Le Guatemala figure parmi les pays les plus abordables d’Amérique centrale, dans la même catégorie que le Nicaragua et bien en dessous du Costa Rica, du Panama ou du Belize. Manger au comedor et au marché, se déplacer en camioneta et dormir en auberge fait beaucoup baisser le coût journalier ; ce sont les excursions guidées et les volcans qui pèsent le plus sur le budget.
Sécurité
Le circuit touristique — Antigua, Atitlán, Petén, les hauts plateaux — est tranquille et très fréquenté. Les précautions qui comptent vraiment sont concrètes :
- Guatemala City compte des quartiers à problèmes sérieux. La plupart des voyageurs ne l’utilisent que comme aéroport ; si vous y restez, dormez en Zona 10 ou Zona 4 et déplacez-vous en taxi ou par application.
- Ne voyagez pas de nuit sur la route entre les villes.
- Sur les sentiers de randonnée populaires, il y a eu des agressions ponctuelles. Partez avec un guide ou en groupe, en particulier au Cerro de la Cruz d’Antigua ou à l’Indian Nose d’Atitlán.
- Consultez les conseils aux voyageurs officiels de votre pays avant de réserver, puis de nouveau avant de partir.

Le respect sur les hauts plateaux
Cela mérite sa propre section. Dans les communautés mayas, demandez avant de photographier qui que ce soit, et acceptez un refus sans insister. Il est courant qu’une petite contribution soit demandée pour la photo : c’est leur règle, pas un abus.
Dans les églises où se pratique le rite maya — Santo Tomás de Chichicastenango, San Andrés Xecul, le sanctuaire de Maximón à Santiago Atitlán — on ne photographie pas ceux qui prient, et certains escaliers sont réservés à la cérémonie. Ce sont des lieux de culte en activité, pas des attractions.
Que manger
Le pepián est le plat national, un ragoût antérieur à l’arrivée des Espagnols. Goûtez aussi le kak’ik de l’Alta Verapaz, le jocón vert, les rellenitos de banane plantain et les tostadas de n’importe quel étal. Et le café : le Guatemala produit certains des meilleurs grains du monde, même si presque tout part à l’export.
Informations pratiques
- Monnaie : quetzal (GTQ).
- Langues : espagnol officiel, plus vingt-deux langues mayas, le xinca et le garifuna.
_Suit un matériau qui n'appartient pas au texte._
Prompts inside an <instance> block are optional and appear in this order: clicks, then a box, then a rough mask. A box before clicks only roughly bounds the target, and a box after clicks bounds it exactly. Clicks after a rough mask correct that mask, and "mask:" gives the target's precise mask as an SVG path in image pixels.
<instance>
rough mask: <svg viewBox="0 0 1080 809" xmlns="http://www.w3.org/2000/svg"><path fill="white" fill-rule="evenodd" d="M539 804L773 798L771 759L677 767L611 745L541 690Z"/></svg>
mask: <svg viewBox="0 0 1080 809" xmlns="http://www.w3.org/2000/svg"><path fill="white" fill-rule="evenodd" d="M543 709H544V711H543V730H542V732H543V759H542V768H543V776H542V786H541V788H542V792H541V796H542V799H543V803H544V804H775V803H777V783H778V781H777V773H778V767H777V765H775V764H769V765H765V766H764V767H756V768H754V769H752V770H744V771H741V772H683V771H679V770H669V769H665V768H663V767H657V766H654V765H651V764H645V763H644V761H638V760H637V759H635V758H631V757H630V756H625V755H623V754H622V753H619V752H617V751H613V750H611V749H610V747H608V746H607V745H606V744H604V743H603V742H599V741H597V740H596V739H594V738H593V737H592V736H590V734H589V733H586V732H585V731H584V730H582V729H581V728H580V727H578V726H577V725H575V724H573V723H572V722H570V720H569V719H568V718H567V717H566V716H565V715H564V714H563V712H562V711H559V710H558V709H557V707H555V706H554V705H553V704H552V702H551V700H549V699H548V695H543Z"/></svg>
- Prises : types A et B, 120 V.
- Aéroports : La Aurora (GUA) dans la capitale et Mundo Maya (FRS) à Flores.
- Altitude : les hauts plateaux se situent entre 1 500 et 2 400 m. Les nuits sont froides toute l’année : prévoyez des couches.
- Eau : en bouteille ou filtrée. Ne buvez pas celle du robinet.
Prix, horaires et taux de change changent à chaque saison. Vérifiez-les avant de réserver.